Origins of the Project
At the end of 2019, the Center for Coastal and Ocean Mapping at the University of New Hampshire was asked to recommend a data logger that could be used to support the collection of volunteer bathymetric information (VBI) from ships of opportunity in remote and/or under-served parts of the world as part of the Seabed 2030 initiative. After surveying the market, we came to the conclusion that while there were some loggers that we could recommend, none of them were ideal. Either they didn't treat the data correctly, or they didn't come with any data infrastructure, or both. And they were all expensive enough that you couldn't effectively scale them to the hundreds or thousands of loggers required to really make a difference.
There had to be, we concluded, a better answer.

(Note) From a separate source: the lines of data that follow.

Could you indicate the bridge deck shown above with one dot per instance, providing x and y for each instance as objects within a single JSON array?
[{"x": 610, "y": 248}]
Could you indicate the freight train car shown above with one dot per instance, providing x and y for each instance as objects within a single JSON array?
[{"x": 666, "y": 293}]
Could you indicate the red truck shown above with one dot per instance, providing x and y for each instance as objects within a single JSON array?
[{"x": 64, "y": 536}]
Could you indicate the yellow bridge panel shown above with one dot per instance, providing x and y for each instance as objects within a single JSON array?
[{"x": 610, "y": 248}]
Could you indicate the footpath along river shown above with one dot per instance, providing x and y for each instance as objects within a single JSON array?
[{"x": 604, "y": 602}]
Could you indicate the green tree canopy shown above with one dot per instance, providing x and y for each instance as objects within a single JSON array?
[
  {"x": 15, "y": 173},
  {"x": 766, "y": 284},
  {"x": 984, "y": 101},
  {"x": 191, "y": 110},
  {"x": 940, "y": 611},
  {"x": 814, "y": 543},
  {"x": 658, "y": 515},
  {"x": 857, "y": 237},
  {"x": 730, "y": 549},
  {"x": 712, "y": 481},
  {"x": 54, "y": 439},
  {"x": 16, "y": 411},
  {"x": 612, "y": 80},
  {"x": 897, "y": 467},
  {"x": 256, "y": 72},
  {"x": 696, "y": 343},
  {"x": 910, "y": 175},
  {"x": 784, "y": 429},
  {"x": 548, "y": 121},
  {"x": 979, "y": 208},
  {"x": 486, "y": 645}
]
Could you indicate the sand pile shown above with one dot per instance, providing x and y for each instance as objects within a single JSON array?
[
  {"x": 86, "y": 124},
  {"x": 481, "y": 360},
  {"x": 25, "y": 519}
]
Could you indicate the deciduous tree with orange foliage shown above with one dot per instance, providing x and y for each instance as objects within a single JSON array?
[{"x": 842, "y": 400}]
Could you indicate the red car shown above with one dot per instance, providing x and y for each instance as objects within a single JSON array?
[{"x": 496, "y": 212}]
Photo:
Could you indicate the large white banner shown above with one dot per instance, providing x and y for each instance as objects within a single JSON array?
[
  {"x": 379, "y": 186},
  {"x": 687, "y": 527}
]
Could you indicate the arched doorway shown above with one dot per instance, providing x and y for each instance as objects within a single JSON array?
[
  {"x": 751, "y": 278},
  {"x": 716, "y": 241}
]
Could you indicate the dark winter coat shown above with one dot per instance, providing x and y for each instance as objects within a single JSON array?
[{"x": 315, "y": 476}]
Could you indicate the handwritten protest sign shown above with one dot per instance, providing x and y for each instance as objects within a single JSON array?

So we posed the question: what would the minimal cost, full-stack solution for volunteer bathymetry collection and processing look like? Minimal cost so that you could field large groups of loggers in a single place; and full-stack so that there would always be a route for data to be contributed to an archive for further processing, aggregation, and use. Ideally, we would also want the system to be clonable, in the sense that anyone who wanted to collect their own data (e.g., a marina, a yacht club, or a coastal management group) would be able to build (or obtain) their own loggers, collect and manage their own data, and still ensure that it went to the international archive in the right format. Critically, however: they need to be able to do this in a "frictionless" manner—the more we ask collectors to do, the less likely it is that we'll continue to get data over the long term.
The WIBL project aims to fill this need. By providing open source hardware and software, and designing the hardware segment to be as inexpensive to build as possible (order $10 [2023] per board in volume, although connectors and boxes can double this), the project lowers the barrier to participation, and enables scalable deployment of collection events without a central organization that could act as a bottleneck to expansion. Each collection event is formally indepent of the others, but still generates data in archive-ready format so that the data can be aggregated. This provides the opportunity to change the core question from "why should I?" to "why not?"